Le regard de Loïc se fit plus sérieux.

⸺ Mais tu sais, un ami doit aussi dire quand l’autre dit des conneries. Je suis consterné que tu aies oublié ce que tant d’autres ont dû traverser pour en arriver là. Ces lois, c’est une avancée majeure pour la société, et une libération pour tout un tas de personnes. Le côté culturel et la vision sociale de la chose, tu t’en fous ? Tous ces gens qui peuvent fonder une famille, réaliser leur rêve d’avoir un enfant… Tout ça t’est égal et te laisse vraiment de marbre ? T’es-tu, au moins une fois, mis à leur place ? Même rien qu’une seconde ?

Eteban fit semblant de réfléchir, mais l’agacement le gagna. Il était froissé et son égo avait pris le pli.

⸺ Tu sais quoi, mec ? Comme tu es arrivé en retard et que tu es apparemment socialement plus adapté que moi, je te laisse payer l’addition. (Il se leva et enfila sa veste en vitesse, redoutant que le conflit ne dure.) Moi, je m’en vais ruminer mon sort qui ne regarde que moi et dont tout le monde se fout, puisque la majorité a, a priori, d’autres problèmes plus importants à régler.
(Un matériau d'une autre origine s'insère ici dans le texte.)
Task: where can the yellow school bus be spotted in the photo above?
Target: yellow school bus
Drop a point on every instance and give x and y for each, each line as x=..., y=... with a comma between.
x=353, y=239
Et il s’en alla vagabonder comme une âme en peine dans Paris, profiter du beau temps de juin, convaincu que tout le monde était contre lui et ne comprenait pas sa détresse.

En plus d’avoir perdu ce qu’il considérait être l’amour de sa vie, il venait de se disputer avec son ami le plus proche, et sans doute avaient-ils échangé leurs derniers mots.